Traffic is flowing across the Grand Avenue Bridge as freely as the Walnut Creek waters below it. But thousands of local and commuting motorists traversing the creek via winding residential detours caused by bridge construction last year remember a time when travel between Des Moines and West Des Moines was more tumultuous. It was tricky, and even dangerous during rush hour and when school let out for the day. As time wore on and construction continued, the bridge project’s completion date was extended further and further past promised deadlines until it was more than merely inconvenient, it was downright frustrating. And for local business owners, it was costly. The neighborhood stirred.

“I’ll tell ya what’s taking so long: It takes more than three guys to build a bridge!” Frank Yacavona told Cityview in October. The owner of the nearby pub Pal Joey’s was admittedly more than frustrated. “I look out my window every day and see just a couple guys over there working. Fortunately, I have loyal customers, but attracting any new business? Forget about it.”

Pal Joey’s wasn’t the only local business with complaints about the project’s delays. From the time the road closed on March 25, 2013, and re-opened almost nine months later — 11 weeks past the original deadline — three neighborhood businesses closed, one (Casey’s on 63rd) delayed its own construction and grand opening, and the rest suffered economic strife.

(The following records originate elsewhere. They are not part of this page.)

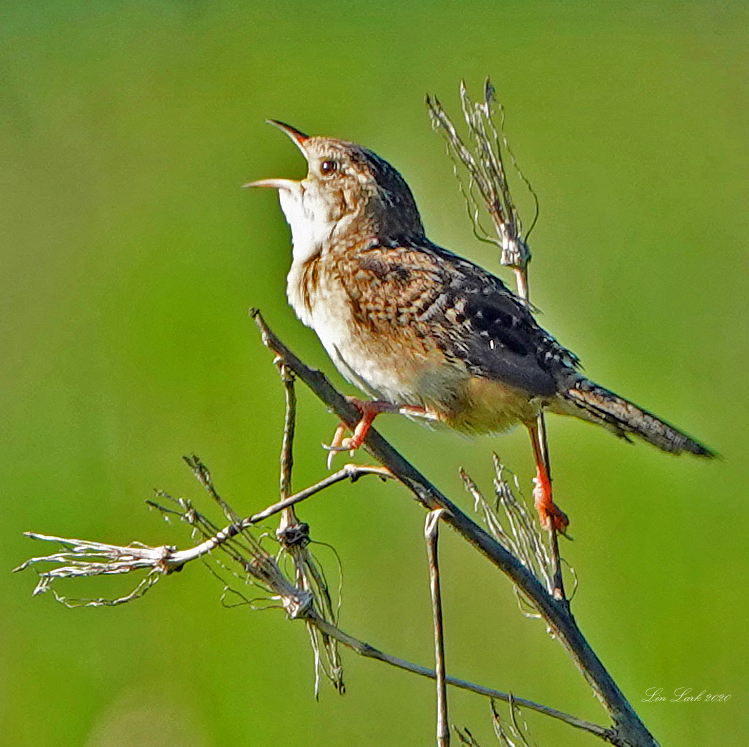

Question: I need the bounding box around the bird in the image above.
[243,120,716,534]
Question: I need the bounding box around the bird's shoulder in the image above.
[342,240,579,394]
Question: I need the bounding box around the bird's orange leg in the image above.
[526,421,570,534]
[323,397,424,469]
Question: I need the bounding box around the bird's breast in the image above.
[287,259,541,433]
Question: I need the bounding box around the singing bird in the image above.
[245,120,715,532]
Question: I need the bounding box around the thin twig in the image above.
[309,613,627,747]
[424,508,450,747]
[427,78,565,600]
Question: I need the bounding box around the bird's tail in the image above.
[554,378,717,457]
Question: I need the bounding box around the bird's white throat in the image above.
[278,184,336,266]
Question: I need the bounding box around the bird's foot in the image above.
[323,397,401,469]
[533,469,570,537]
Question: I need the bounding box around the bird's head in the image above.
[244,120,424,261]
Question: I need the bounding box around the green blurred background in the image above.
[0,0,749,747]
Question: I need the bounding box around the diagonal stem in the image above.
[250,309,658,747]
[424,508,450,747]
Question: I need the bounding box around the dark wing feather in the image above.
[338,242,578,396]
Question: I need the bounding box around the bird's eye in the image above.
[320,161,338,176]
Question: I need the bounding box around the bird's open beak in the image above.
[242,119,309,192]
[265,119,309,158]
[242,179,299,191]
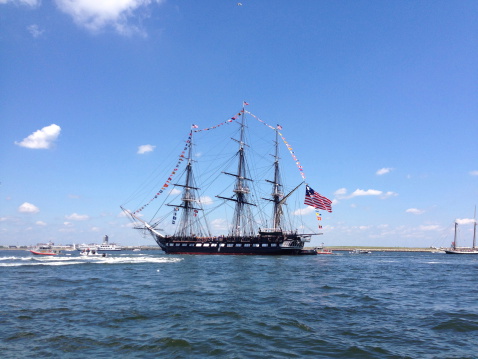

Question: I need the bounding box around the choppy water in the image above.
[0,251,478,358]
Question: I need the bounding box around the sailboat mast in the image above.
[272,128,282,230]
[177,131,200,237]
[473,206,476,249]
[453,221,458,249]
[232,105,253,237]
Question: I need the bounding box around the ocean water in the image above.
[0,251,478,358]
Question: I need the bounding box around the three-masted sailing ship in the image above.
[121,103,332,255]
[445,212,478,254]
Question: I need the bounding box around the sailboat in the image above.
[121,102,332,255]
[445,212,478,254]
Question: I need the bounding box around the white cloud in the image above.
[15,124,61,149]
[456,218,475,224]
[334,188,347,196]
[418,224,442,231]
[350,189,383,198]
[405,208,425,214]
[27,24,45,38]
[334,188,398,201]
[55,0,163,35]
[375,167,393,176]
[65,213,90,221]
[293,206,315,216]
[137,145,156,155]
[18,202,40,213]
[0,0,41,7]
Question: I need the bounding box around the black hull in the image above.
[160,243,302,256]
[155,236,305,256]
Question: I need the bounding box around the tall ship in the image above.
[445,212,478,254]
[121,102,332,255]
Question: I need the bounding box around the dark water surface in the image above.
[0,251,478,358]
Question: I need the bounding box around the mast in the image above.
[216,104,255,237]
[272,128,283,230]
[173,131,208,238]
[453,221,458,249]
[473,206,476,249]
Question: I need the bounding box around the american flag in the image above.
[304,186,332,213]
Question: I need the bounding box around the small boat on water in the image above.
[97,235,123,252]
[315,243,336,255]
[30,242,61,256]
[445,215,478,254]
[349,248,372,254]
[80,249,106,257]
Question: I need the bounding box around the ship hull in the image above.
[161,246,301,256]
[445,250,478,254]
[156,238,304,256]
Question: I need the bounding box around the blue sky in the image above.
[0,0,478,246]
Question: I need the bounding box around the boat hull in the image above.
[445,250,478,254]
[161,243,302,256]
[30,251,58,256]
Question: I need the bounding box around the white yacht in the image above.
[97,235,123,252]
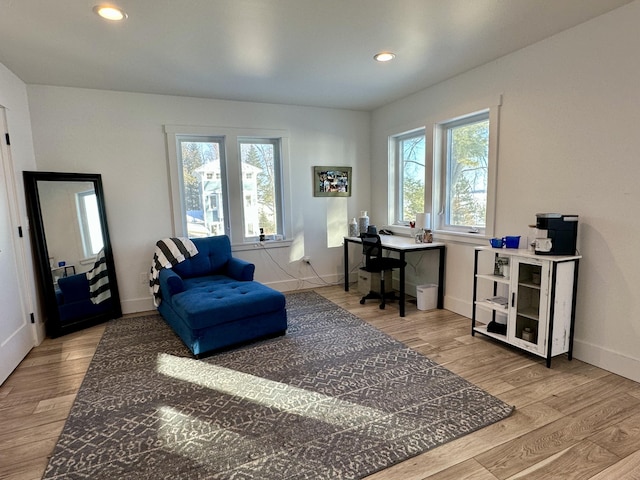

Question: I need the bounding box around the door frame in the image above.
[0,105,38,384]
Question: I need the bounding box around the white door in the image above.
[0,107,34,384]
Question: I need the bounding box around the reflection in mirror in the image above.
[24,172,122,337]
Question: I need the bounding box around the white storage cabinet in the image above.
[471,247,582,367]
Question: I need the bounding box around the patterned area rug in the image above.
[43,292,512,480]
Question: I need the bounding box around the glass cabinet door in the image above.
[509,257,549,354]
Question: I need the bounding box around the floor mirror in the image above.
[23,172,122,338]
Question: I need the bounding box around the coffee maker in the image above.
[534,213,578,255]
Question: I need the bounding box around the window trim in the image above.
[389,127,431,227]
[434,109,492,234]
[387,94,502,243]
[431,95,502,237]
[164,125,293,249]
[236,136,286,243]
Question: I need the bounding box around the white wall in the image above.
[28,86,370,313]
[372,1,640,381]
[0,63,44,344]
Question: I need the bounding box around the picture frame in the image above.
[313,166,352,197]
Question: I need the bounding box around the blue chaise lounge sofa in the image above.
[157,235,287,358]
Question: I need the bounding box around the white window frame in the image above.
[164,125,292,250]
[431,96,502,238]
[387,95,502,243]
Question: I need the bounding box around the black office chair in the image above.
[360,233,407,309]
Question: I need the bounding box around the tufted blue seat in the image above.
[158,236,287,356]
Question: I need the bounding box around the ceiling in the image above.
[0,0,631,110]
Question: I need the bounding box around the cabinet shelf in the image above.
[476,273,510,285]
[473,325,507,342]
[471,247,582,367]
[518,281,540,290]
[475,300,509,315]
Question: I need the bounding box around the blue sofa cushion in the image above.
[173,235,232,278]
[171,275,286,329]
[58,273,89,303]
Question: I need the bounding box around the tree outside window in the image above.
[396,130,426,224]
[446,115,489,228]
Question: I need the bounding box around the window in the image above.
[389,96,502,238]
[394,129,426,225]
[440,112,489,231]
[176,135,227,238]
[165,126,287,243]
[76,190,104,258]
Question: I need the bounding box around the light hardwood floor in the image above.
[0,286,640,480]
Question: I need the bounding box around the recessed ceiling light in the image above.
[373,52,396,62]
[93,5,127,22]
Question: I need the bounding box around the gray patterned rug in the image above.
[43,292,512,480]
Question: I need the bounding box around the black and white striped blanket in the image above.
[149,237,198,307]
[86,248,111,305]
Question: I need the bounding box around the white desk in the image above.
[344,235,445,317]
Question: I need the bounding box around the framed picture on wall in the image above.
[313,167,351,197]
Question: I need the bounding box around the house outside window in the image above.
[441,112,489,231]
[165,126,287,243]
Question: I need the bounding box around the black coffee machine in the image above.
[535,213,578,255]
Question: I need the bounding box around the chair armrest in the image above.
[227,257,256,282]
[159,268,184,298]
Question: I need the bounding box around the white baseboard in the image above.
[120,296,156,315]
[573,339,640,382]
[120,274,343,315]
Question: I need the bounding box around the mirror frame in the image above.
[23,171,122,338]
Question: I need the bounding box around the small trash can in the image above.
[416,283,438,310]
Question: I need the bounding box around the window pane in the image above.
[239,139,279,238]
[178,139,226,238]
[446,116,489,228]
[398,133,425,222]
[77,190,104,257]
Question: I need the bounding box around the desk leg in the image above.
[344,240,349,292]
[438,246,445,309]
[398,250,405,317]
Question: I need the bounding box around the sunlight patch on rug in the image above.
[43,292,512,480]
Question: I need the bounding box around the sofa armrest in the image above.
[159,268,184,298]
[227,257,256,282]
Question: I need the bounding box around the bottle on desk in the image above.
[349,217,358,237]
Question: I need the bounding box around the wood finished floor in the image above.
[0,286,640,480]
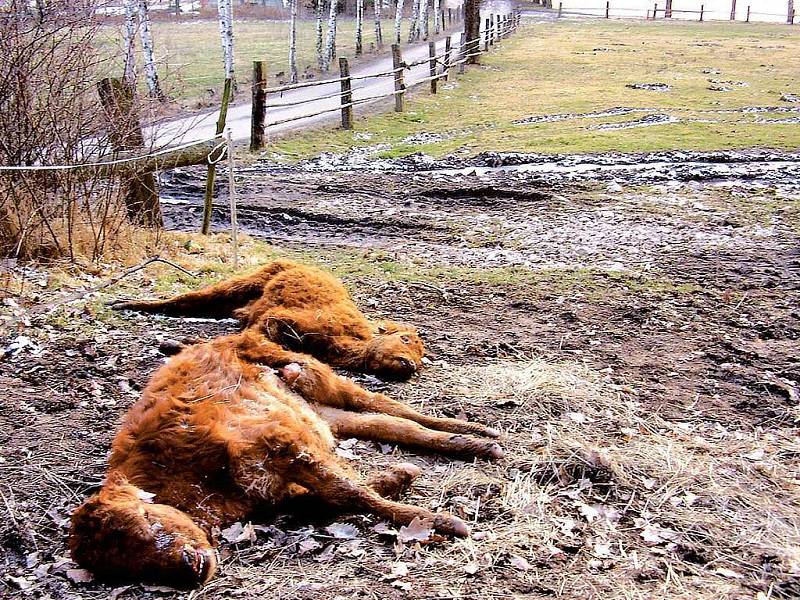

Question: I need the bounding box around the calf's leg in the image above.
[280,359,500,437]
[316,406,503,458]
[291,455,469,537]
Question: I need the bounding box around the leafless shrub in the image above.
[0,0,141,260]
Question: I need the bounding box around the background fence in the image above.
[534,0,797,24]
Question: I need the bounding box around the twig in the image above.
[31,256,197,316]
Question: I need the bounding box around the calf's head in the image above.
[366,321,425,380]
[69,473,217,588]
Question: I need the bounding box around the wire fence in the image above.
[552,1,796,25]
[0,13,519,175]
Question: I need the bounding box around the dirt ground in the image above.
[0,152,800,599]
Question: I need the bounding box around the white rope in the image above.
[0,135,222,172]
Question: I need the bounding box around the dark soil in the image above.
[0,150,800,598]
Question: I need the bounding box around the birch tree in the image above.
[372,0,383,48]
[315,0,325,71]
[394,0,405,44]
[325,0,338,71]
[217,0,234,80]
[417,0,430,40]
[289,0,299,83]
[408,0,422,43]
[356,0,364,56]
[122,0,136,86]
[139,0,164,100]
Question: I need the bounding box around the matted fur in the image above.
[70,329,502,586]
[111,259,432,379]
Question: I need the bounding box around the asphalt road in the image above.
[147,33,460,147]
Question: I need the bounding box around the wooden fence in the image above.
[536,0,796,25]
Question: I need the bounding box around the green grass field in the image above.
[273,20,800,159]
[102,15,444,106]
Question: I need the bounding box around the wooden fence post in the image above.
[458,31,469,75]
[339,56,353,129]
[442,35,452,81]
[200,77,233,235]
[392,44,406,112]
[225,127,239,269]
[97,77,164,227]
[250,60,267,152]
[428,42,438,94]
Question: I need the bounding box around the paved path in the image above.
[148,33,460,147]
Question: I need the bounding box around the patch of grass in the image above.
[274,20,800,159]
[65,234,698,319]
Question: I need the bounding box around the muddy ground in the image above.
[0,151,800,598]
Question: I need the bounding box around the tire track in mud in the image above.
[158,150,800,279]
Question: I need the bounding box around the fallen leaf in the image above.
[640,523,679,544]
[567,412,586,423]
[743,448,766,460]
[397,517,433,544]
[142,585,180,594]
[67,569,94,583]
[580,504,600,523]
[508,554,531,571]
[384,561,408,580]
[297,538,322,555]
[714,567,744,579]
[392,579,414,592]
[221,521,256,544]
[372,521,397,535]
[592,541,613,558]
[464,563,481,575]
[8,575,33,592]
[314,544,336,562]
[325,523,358,540]
[336,448,361,460]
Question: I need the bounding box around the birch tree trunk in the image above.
[372,0,383,49]
[356,0,364,56]
[419,0,430,40]
[122,0,136,86]
[289,0,299,83]
[139,0,164,100]
[394,0,405,44]
[408,0,421,43]
[325,0,337,71]
[316,0,325,71]
[464,0,481,65]
[217,0,234,85]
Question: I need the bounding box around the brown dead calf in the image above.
[111,260,432,379]
[69,329,502,587]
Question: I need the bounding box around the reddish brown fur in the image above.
[70,329,502,586]
[112,260,425,379]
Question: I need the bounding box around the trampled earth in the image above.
[0,152,800,598]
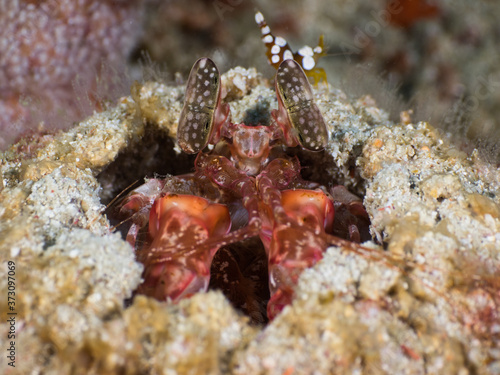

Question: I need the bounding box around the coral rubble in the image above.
[0,68,500,374]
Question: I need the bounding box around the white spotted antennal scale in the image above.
[177,57,229,154]
[274,60,328,151]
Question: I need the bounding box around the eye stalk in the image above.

After all was said and done, a lingering question remained unanswered: Why did the project take so long?

City officials offered a score of excuses — everything from the uncovering of ancient Native American artifacts along the creek bed to the existence of guano smears in the nearby trees, which led experts to fear the project was upsetting a rare bat habitat — none of which turned out to be true. So what was the truth?

The lies have unraveled, as webs of deception so often do, and, as it turns out, it wasn’t bats in the belfry — it was snakes in the grass.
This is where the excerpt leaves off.